According to some scholars, Indian agriculture exhibits limited capitalist development. Alavi suggests that the concept of the colonial mode of production and that of the post-colonial mode need to be explored in these other social contexts also, to lead us towards an adequate conceptualisation of the structure of the contemporary capitalist world (Alavi, 1975: 193). It is very difficult to narrow down to one mode of production as far as Indian agriculture is concerned. The system is so complex and convoluted that different regional systems exhibit varying modes of productions. Also, there can be seen presence of more than one mode of production simultaneously.

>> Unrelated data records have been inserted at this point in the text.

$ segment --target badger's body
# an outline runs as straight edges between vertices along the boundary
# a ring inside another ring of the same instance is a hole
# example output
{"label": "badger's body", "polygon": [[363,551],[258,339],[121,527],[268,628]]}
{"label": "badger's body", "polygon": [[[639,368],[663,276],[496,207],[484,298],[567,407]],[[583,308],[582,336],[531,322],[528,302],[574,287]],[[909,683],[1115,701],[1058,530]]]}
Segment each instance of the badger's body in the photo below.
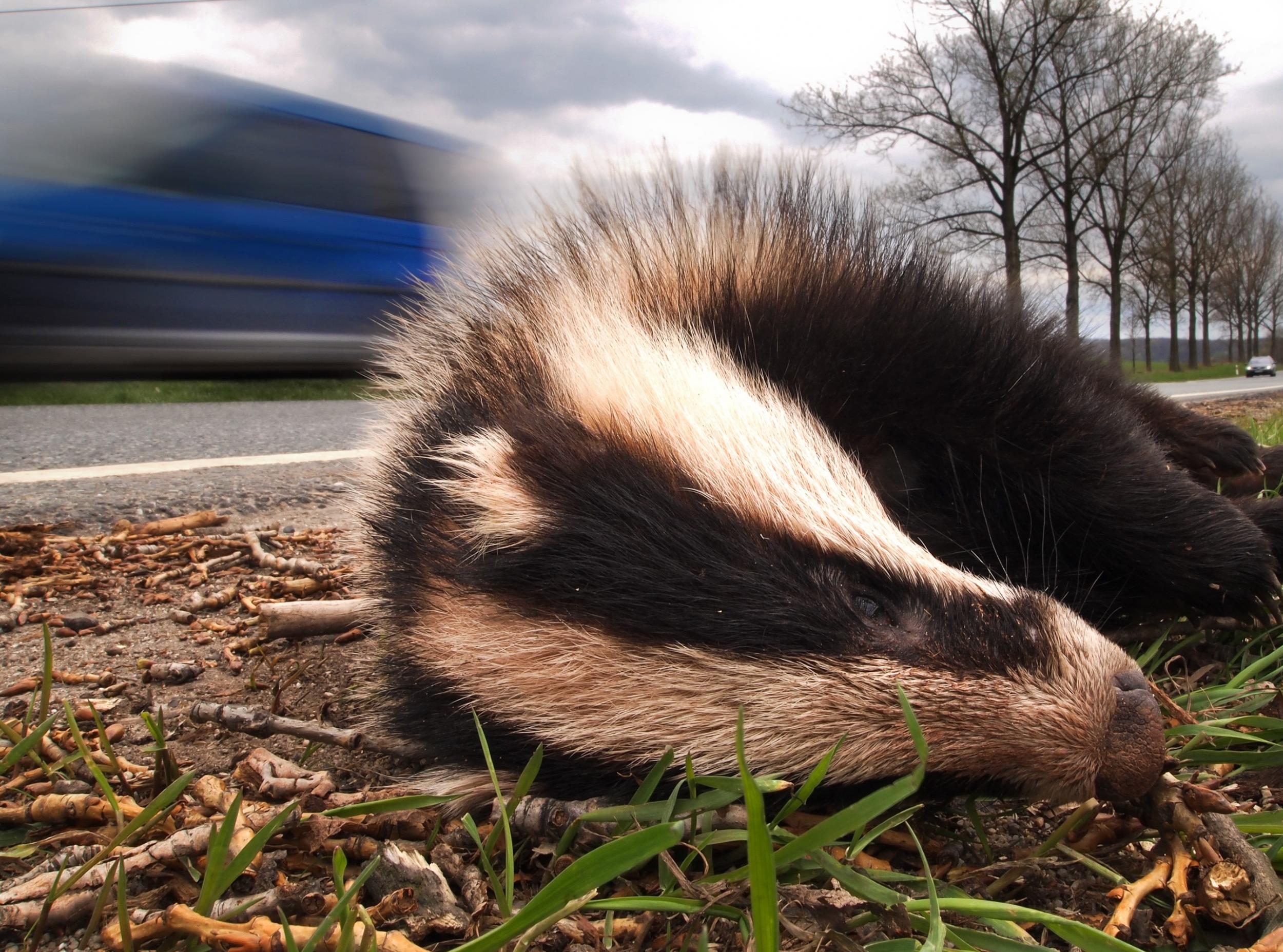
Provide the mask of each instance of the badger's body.
{"label": "badger's body", "polygon": [[402,322],[362,502],[385,727],[449,785],[476,711],[590,790],[667,747],[733,770],[743,706],[756,769],[848,734],[854,784],[915,762],[901,684],[934,772],[1147,789],[1161,721],[1093,624],[1271,612],[1265,532],[1185,471],[1253,444],[807,168],[681,180],[585,192]]}

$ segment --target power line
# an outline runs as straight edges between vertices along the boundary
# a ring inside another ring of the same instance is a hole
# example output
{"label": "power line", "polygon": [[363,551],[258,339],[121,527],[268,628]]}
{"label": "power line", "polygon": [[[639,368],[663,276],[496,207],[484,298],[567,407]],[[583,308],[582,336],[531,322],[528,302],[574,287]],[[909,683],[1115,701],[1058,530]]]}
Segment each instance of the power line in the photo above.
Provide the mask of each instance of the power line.
{"label": "power line", "polygon": [[18,10],[0,10],[4,13],[59,13],[62,10],[103,10],[109,6],[174,6],[177,4],[223,4],[230,0],[124,0],[118,4],[80,4],[77,6],[24,6]]}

As stated by Cleaver, there is a relation between local agrarian structures and the world capitalist system, the agrarian structures are within the capitalist system of production and are therefore part of it (Cleaver, 1976: 9).

 

There are certain contrasting features between pre-capitalist mode of production and capitalist mode of production. While during pre-capitalist era, production was essentially for personal use, capitalism requires production for market. Hence, production was essentially for use and not for exchange and thus, rent if any was in form of kind and not cash. Pre-capitalism, production was on a small scale, production was localized. Technology was prudently used and modified. The pace of technological innovation was low and mechanization was minimal. Coming to capitalist mode of production, reinvestment of profit in production to expand it is essential. Also, there is surplus appropriation. Surplus appropriation distinguishes the owner from the labour and thus establishes the social classes.

 

In India, the agrarian economy shows capitalist features. Prominent features of capitalist farmers include cultivation by self rather than giving on lease, a higher proportion of hired labour than family labour is used, use of farm machinery, market and profit orientation (Adhikari, 2011: 5). Few scholars like UtsaPatnaik argue that capitalist farmer class is emerging in India; while certain others argue against it. The entire debate is structured around four indicators: generalised commodity production, emergence of free wage labour, capital investment, and irrelevance of share- cropping, usury and tenancy (Adhikari, 2011: 6).